Algo que gera. Às onze, a reunião termina. E ali entendemos melhor que o “grupo da cerveja” é muito mais que uma noite em companhia. É algo que gera e opera. “Avisos”. Um é sobre o Meeting de Rímini, e não é uma simples comunicação de datas e necessidades: “Nosso amigo Beppe trabalha há anos no pré-Meeting e se diverte como louco, diz que construí-lo é melhor que visitá-lo, então ouçam-no e combinem algo com ele”. Em seguida, falam sobre a caritativa nascida exatamente nestes encontros. “De dois em dois, cuidamos de um desempregado”, explica Ugo Comaschi: fazemos companhia, o ajudamos a encontrar uma esperança, a experimentar que não está sozinho no seu drama. Quem está sem confiança encontra um gosto. E também um lugar: um amigo, por exemplo, procurava emprego há sete anos e o encontrou”. Mas seria preciso contar ainda muitos outros fatos que aqui tiveram início: os relacionamentos, as amizades, o impulso ao Banco de Solidariedade... Uma vida, em suma.
Dez anos de missão. É o que acontece aqui no “grupo da cerveja”, fenômeno fora de qualquer esquema que fascina, entusiasma, enche de curiosidade, regenera e até provoca suspeitas, como acontece com tantas novidades. O início foi completamente casual. “Era fevereiro de 2006 e convidamos Vittadini para participar de um encontro sobre o Apelo para a Educação”, contam Ugo Comaschi, Andrea Franchi, conhecido como “Branco” e Paolo Ferrari, o “Ferro”. “Como não pôde comparecer, mandou um padre que morava com ele. Nunca tínhamos ouvido falar de Eugenio Nembrini”. Ele tinha acabado de voltar do Cazaquistão depois de dez anos de missão. “Foi um choque, um encontro verdadeiro com este padre apaixonado por Cristo e pela vida. Ficamos grudados nele: não o deixávamos nunca, seguindo-o por todos os lugares”.
Nas férias, o relacionamento ficou mais próximo. Em setembro, os três deram o passo: “Vamos nos encontrar com mais frequência, talvez com uma regularidade. Quando você puder, quando quiser, mesmo à noite”. Nasceu ali a proposta de tomarem uma cerveja juntos segunda-feira à noite, depois de uma reunião. “Às onze, atravessávamos a cidade para nos encontrar pouco antes da meia-noite. O tema, como agora, era simplesmente a vida”.

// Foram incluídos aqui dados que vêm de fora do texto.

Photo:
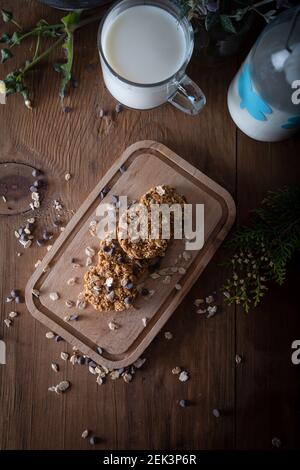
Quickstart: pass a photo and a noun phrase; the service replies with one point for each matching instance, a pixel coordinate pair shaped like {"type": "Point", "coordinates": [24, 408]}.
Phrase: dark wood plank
{"type": "Point", "coordinates": [267, 382]}
{"type": "Point", "coordinates": [145, 413]}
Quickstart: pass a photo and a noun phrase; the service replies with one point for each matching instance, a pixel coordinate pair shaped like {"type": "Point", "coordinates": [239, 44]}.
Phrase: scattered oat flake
{"type": "Point", "coordinates": [160, 190]}
{"type": "Point", "coordinates": [54, 296]}
{"type": "Point", "coordinates": [113, 326]}
{"type": "Point", "coordinates": [72, 281]}
{"type": "Point", "coordinates": [81, 304]}
{"type": "Point", "coordinates": [92, 370]}
{"type": "Point", "coordinates": [139, 362]}
{"type": "Point", "coordinates": [63, 386]}
{"type": "Point", "coordinates": [55, 367]}
{"type": "Point", "coordinates": [155, 275]}
{"type": "Point", "coordinates": [99, 380]}
{"type": "Point", "coordinates": [201, 310]}
{"type": "Point", "coordinates": [127, 377]}
{"type": "Point", "coordinates": [89, 251]}
{"type": "Point", "coordinates": [183, 376]}
{"type": "Point", "coordinates": [212, 310]}
{"type": "Point", "coordinates": [89, 261]}
{"type": "Point", "coordinates": [115, 374]}
{"type": "Point", "coordinates": [64, 356]}
{"type": "Point", "coordinates": [50, 335]}
{"type": "Point", "coordinates": [13, 314]}
{"type": "Point", "coordinates": [73, 359]}
{"type": "Point", "coordinates": [168, 335]}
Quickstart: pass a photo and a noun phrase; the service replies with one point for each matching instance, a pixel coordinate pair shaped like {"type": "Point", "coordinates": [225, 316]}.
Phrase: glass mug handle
{"type": "Point", "coordinates": [188, 97]}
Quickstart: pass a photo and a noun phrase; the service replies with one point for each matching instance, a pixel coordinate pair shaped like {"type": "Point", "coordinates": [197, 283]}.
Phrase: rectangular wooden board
{"type": "Point", "coordinates": [147, 164]}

Logo a cervejaria revelou-se insuficiente. “Nós nunca convidamos ninguém. Os amigos nos viam mudados e perguntavam o que tinha acontecido. Respondíamos: venham ver”, contam Ugo, Branco e Ferro. Dinâmica aprovada. De quatro pessoas, passaram a ser 10, 20, 50. O “grupo da cerveja” transferiu-se para a sede dos Padeiros de Milão, no bairro de Porta Venezia. Depois de algum tempo, nem ali cabíamos mais, assim, alguém colocou à disposição o refeitório da empresa onde trabalhava. Os encontros tornaram-se quinzenais. Depois, as mulheres também quiseram participar da “Cerveja”: não lhes bastava o relatório da manhã seguinte. A noitada foi transferida de segunda para sábado. Em setembro último, o local também mudou. Nada programado, nenhuma obrigação de participar, nem limite de pessoas. “Um movimento de vida, gratuito e livre”.
Em Madri, o grupo também nasceu assim: “Conhecemos três amigos espanhóis, queríamos encontrá-los no Natal, nos convidaram para o Encontro. Depois, o grupo cresceu...”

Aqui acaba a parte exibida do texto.